La porte s’ouvrit doucement, et un inconnu s’arrêta sur le seuil. Sa haute taille, ses yeux brillants, ses dents blanches dont un teint de mulâtre faisait ressortir l’éclat, son costume de velours noir constellé de broderies et son chapeau pointu, orné de rubans aux vives couleurs, annonçaient une profession bizarre et une origine étrangère ; toutefois son visage disparaissait presque entièrement sous d’épais favoris et une longue barbe noire.
Voir : Chromos lanterne magique enfants
Berthe et Anna eurent un petit mouvement de frayeur, mais Louis et Henri battirent des mains, avant même que le nouveau venu eût prononcé, d’une voix vibrante, ces mots qu’ils attendaient :
- « Lanterne magique ! Pièce curieuse ! Demandez, mesdames et messieurs. Voici la lanterne magique du signor Verdini.
- « Oh ! Papa, papa, fais-nous voir la lanterne magique » dirent à la fois les deux fillettes.
- « Il y a si longtemps que tu nous as promis de nous donner ce plaisir quand l’occasion s’en présenterait » poursuivit Louis, l’ainé des enfants.
- « Entrez, signor Verdini, et placez ici votre merveilleux instrument » dit monsieur Grandpierre.
- « C’est justement ce qu’il me faut, si vous me permettez d’ouvrir la pièce contiguë. Je me tiendrai sur le seuil et je ferai défiler mes tableaux sur le rideau que je vais placer en face. »
Plaque peinte à la main – XIXe
« Attention, mesdames et messieurs » dit le signor Verdini « Voici d’abord monsieur le Soleil qui sort de son lit de nuages et qui s’avance majestueusement… Il est suivi de madame la Lune au pâle visage qui éclaire les nuits d’une lumière douce et paisible… » Les enfants battirent des mains. De jeunes paysannes couronnées de fleurs et portant des guirlandes formaient une ronde sur l’écran à laquelle les sons d’un orgue de Barbarie servaient d’accompagnement… Les personnages, d’abord très distincts, grandirent en s’effaçant graduellement et firent place à une scène différente…
- « Si vous le permettez, mesdames et messieurs » reprit l’italien, dès que l’orgue eut cessé de faire entendre ses airs les plus joyeux « nous terminerons cette première partie de la représentation en vous faisant voir les principales villes de l’Europe avec les costumes de leurs habitants. »

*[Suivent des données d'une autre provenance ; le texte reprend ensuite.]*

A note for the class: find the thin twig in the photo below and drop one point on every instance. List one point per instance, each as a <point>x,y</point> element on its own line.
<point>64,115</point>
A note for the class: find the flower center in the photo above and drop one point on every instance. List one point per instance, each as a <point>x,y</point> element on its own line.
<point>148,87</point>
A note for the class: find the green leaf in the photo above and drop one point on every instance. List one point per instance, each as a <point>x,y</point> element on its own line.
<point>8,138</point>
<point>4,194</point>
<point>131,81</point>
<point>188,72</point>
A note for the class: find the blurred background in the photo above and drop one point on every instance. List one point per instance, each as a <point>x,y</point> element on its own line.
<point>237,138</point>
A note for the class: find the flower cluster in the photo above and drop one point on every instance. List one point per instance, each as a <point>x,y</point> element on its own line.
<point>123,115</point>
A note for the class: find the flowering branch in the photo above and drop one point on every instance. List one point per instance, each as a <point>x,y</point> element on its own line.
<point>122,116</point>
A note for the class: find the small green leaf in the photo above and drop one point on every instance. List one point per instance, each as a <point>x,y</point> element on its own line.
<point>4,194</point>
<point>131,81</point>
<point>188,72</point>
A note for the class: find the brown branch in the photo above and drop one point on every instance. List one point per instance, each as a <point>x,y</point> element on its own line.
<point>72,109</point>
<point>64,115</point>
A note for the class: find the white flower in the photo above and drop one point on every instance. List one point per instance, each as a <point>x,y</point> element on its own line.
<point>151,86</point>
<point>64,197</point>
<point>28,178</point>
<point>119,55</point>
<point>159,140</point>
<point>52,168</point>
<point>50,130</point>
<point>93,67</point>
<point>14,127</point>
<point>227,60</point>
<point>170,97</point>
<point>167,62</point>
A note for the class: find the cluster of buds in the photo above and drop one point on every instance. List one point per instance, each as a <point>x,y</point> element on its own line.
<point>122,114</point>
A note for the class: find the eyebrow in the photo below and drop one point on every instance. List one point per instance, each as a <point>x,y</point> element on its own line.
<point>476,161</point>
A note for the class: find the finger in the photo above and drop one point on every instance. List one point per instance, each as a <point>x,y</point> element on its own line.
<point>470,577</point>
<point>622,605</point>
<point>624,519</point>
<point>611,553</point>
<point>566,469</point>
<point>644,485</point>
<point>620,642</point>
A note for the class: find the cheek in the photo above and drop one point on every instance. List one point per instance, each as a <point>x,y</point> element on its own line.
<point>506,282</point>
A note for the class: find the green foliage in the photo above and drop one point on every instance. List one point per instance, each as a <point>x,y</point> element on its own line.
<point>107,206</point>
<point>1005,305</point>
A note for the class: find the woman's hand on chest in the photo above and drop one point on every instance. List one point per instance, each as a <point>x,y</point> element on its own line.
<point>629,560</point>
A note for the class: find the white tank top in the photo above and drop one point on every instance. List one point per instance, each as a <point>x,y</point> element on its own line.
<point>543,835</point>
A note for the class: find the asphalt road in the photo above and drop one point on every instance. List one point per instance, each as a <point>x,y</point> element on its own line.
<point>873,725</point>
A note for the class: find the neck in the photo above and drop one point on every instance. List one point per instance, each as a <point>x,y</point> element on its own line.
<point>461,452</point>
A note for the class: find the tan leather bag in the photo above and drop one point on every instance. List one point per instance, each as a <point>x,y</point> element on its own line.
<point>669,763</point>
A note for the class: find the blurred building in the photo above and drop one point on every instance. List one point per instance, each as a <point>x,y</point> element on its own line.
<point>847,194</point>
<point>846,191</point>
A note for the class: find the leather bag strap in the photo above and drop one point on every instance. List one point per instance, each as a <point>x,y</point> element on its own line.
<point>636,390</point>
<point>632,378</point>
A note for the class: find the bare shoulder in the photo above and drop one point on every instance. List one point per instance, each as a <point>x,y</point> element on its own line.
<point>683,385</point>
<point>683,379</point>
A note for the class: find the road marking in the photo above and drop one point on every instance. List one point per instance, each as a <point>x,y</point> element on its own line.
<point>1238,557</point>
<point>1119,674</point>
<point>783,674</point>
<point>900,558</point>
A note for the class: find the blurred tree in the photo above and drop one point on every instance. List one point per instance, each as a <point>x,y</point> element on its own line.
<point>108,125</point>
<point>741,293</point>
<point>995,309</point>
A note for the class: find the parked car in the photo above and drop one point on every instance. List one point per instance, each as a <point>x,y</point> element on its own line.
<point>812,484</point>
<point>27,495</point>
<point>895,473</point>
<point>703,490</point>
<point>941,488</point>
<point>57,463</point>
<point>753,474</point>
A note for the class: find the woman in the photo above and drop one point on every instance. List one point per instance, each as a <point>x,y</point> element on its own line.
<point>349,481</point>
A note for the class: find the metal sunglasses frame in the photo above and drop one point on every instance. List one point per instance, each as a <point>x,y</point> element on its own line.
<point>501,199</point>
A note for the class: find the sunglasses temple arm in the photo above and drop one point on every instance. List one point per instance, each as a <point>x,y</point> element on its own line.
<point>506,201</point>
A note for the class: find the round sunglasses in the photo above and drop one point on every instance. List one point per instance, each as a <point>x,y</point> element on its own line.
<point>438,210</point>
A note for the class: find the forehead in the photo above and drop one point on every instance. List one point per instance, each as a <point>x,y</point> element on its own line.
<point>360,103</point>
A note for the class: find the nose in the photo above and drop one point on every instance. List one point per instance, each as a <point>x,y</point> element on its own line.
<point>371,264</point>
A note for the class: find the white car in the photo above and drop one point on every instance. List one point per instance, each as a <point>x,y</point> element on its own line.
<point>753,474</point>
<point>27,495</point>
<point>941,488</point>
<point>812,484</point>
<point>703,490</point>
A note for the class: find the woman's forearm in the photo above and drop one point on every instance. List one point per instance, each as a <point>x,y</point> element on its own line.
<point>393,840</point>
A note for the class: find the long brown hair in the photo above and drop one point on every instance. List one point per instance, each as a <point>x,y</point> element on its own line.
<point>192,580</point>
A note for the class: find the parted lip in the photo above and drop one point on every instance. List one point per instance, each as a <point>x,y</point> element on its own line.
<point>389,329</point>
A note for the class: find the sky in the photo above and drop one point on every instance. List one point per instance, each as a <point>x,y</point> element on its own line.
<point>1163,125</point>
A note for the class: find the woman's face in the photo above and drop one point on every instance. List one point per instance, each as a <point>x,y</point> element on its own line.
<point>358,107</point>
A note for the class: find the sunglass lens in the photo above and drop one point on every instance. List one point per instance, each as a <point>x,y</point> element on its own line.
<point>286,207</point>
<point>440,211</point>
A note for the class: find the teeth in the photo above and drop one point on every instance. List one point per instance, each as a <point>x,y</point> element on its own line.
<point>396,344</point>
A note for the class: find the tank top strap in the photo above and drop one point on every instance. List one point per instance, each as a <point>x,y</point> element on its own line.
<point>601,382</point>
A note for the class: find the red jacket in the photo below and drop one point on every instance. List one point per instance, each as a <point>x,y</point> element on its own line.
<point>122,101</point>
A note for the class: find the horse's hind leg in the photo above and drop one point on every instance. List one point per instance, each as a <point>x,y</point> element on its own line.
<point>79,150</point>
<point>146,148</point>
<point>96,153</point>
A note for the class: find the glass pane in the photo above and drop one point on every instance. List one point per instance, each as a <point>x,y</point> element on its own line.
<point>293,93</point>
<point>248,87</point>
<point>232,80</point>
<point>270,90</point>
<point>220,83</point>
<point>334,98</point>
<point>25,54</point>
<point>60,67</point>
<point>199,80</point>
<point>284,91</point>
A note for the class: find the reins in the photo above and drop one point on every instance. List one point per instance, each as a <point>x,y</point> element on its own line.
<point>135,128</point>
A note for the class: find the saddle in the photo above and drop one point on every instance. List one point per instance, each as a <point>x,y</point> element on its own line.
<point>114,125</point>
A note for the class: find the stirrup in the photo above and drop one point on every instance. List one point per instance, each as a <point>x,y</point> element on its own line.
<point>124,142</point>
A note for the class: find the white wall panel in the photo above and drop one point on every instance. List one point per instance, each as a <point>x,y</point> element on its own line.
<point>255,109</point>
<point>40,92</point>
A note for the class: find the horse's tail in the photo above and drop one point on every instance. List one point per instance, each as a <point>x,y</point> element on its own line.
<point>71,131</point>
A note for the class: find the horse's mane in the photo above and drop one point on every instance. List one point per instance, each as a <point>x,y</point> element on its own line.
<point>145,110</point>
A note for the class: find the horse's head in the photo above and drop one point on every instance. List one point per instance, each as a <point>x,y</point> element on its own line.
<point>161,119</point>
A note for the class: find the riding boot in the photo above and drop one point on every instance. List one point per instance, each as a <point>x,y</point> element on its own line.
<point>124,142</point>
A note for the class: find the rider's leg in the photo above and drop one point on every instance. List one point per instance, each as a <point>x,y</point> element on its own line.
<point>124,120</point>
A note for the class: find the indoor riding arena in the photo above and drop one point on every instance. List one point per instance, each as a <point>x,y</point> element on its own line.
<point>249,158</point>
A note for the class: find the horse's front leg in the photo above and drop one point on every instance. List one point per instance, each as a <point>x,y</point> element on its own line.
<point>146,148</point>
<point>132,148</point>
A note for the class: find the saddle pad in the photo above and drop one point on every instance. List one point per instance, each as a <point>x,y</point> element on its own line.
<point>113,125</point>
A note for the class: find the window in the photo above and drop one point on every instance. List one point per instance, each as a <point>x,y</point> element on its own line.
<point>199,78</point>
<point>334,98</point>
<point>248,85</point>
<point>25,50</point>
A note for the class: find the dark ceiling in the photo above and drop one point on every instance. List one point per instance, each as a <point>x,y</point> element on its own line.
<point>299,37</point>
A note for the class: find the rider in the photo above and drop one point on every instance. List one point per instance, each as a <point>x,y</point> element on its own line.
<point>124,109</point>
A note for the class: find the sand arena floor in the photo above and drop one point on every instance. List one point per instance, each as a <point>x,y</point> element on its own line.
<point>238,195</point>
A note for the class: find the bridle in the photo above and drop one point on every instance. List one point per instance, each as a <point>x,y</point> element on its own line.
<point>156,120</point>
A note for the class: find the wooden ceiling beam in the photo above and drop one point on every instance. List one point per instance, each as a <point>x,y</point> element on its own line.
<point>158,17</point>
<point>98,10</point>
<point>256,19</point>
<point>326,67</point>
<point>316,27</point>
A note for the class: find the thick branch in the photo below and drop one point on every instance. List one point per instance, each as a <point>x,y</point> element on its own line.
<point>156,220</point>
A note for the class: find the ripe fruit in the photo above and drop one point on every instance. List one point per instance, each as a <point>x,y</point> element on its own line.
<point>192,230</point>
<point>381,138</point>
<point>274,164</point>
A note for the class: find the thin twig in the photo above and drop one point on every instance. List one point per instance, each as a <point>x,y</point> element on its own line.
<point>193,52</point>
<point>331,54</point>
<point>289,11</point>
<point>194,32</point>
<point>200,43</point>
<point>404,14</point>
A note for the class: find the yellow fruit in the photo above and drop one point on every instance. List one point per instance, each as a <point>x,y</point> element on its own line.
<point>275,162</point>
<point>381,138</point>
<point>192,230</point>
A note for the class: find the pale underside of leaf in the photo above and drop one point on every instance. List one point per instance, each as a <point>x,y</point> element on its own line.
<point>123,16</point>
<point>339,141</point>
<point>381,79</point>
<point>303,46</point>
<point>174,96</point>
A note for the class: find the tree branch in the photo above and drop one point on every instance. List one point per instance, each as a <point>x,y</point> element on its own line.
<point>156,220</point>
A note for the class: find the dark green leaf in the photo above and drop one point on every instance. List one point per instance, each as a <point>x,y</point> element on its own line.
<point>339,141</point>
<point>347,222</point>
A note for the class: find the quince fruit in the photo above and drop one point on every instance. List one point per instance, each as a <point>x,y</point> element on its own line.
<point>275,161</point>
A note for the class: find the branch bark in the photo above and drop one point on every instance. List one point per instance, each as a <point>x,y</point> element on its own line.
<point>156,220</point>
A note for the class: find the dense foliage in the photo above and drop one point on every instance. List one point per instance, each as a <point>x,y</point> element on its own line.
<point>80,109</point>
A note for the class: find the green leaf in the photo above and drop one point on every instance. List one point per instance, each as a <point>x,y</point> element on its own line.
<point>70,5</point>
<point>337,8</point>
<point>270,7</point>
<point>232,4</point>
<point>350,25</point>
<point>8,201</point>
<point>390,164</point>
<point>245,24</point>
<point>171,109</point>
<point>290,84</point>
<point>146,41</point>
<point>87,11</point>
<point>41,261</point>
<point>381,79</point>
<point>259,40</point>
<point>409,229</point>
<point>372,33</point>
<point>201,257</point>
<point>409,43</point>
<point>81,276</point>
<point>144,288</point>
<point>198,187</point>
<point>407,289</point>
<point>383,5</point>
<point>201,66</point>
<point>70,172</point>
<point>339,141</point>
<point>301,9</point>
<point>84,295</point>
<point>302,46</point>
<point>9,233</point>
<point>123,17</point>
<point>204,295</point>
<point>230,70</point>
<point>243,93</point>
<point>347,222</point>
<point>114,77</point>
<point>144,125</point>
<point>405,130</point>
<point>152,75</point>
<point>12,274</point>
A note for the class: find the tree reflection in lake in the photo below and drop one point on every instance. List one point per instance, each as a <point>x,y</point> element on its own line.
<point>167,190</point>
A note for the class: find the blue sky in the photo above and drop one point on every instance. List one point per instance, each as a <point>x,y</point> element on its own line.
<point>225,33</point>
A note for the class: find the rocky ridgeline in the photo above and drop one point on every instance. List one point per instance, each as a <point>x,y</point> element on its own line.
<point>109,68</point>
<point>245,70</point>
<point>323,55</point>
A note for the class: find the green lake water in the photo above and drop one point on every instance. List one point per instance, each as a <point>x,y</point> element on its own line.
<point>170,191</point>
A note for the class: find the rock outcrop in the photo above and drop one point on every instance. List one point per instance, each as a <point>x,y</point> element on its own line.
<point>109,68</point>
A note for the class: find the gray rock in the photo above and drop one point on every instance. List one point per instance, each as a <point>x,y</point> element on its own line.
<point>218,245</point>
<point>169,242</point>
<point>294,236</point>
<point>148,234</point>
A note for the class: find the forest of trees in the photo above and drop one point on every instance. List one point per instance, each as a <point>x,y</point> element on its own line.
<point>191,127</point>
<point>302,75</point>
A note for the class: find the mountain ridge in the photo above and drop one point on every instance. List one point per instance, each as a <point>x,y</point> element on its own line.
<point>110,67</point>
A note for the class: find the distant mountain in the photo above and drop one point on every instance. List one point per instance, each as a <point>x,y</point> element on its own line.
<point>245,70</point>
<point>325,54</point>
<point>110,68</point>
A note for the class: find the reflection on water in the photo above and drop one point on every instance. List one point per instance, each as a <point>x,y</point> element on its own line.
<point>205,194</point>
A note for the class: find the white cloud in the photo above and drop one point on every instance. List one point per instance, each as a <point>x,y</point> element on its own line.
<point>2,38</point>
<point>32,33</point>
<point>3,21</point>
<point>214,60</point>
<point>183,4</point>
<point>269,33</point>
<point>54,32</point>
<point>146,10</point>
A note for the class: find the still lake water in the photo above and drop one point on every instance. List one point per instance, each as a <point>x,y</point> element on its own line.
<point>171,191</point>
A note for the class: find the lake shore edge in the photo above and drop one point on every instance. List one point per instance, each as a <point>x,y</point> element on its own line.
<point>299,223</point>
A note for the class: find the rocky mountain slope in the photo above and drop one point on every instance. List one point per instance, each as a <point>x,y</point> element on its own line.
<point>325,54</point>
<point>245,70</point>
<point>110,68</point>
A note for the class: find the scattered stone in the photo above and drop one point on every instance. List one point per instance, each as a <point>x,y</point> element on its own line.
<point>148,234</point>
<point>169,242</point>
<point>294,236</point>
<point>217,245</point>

Plaque peinte à la main – XIXe
Voir : Montreurs de lanterne magique - Bronze colporteurs lanterne magique serinette vielle
Lanterne de colporteur. Collection F.B.
Après le spectacle, on s’entretint du merveilleux instrument, et Henri put en expliquer le mécanisme à ses sœurs.
- « La lanterne magique » leur dit-il, « renferme une lumière dont les rayons frappent vivement des figures placées sur une lame de verre. Une lentille grossissante, comme celle d’un microscope, est fixée dans un petit tube qui fait suite à la lame de verre. Cette lentille développe énormément les figures, qui viennent ainsi se projeter sur le rideau. Vous avez dû remarquer que plus ces images grandissent, moins elles sont nettes. »
- « Oui ; mais comment grandissent-elles ? » demanda Berthe. « C’est sans doute le secret du signor Verdini ? »
- « C’est un secret simple ; plus il éloigne son instrument du rideau, plus les tableaux prennent de développement ; mais comme ils deviennent confus, il les remplace par d’autres au moment où ils sont sur le point de disparaître. »
Extrait du livre “La Lanterne Magique” par Eugène ROSARY à Rouen, Mégard et C°, libraires-éditeurs – 1876.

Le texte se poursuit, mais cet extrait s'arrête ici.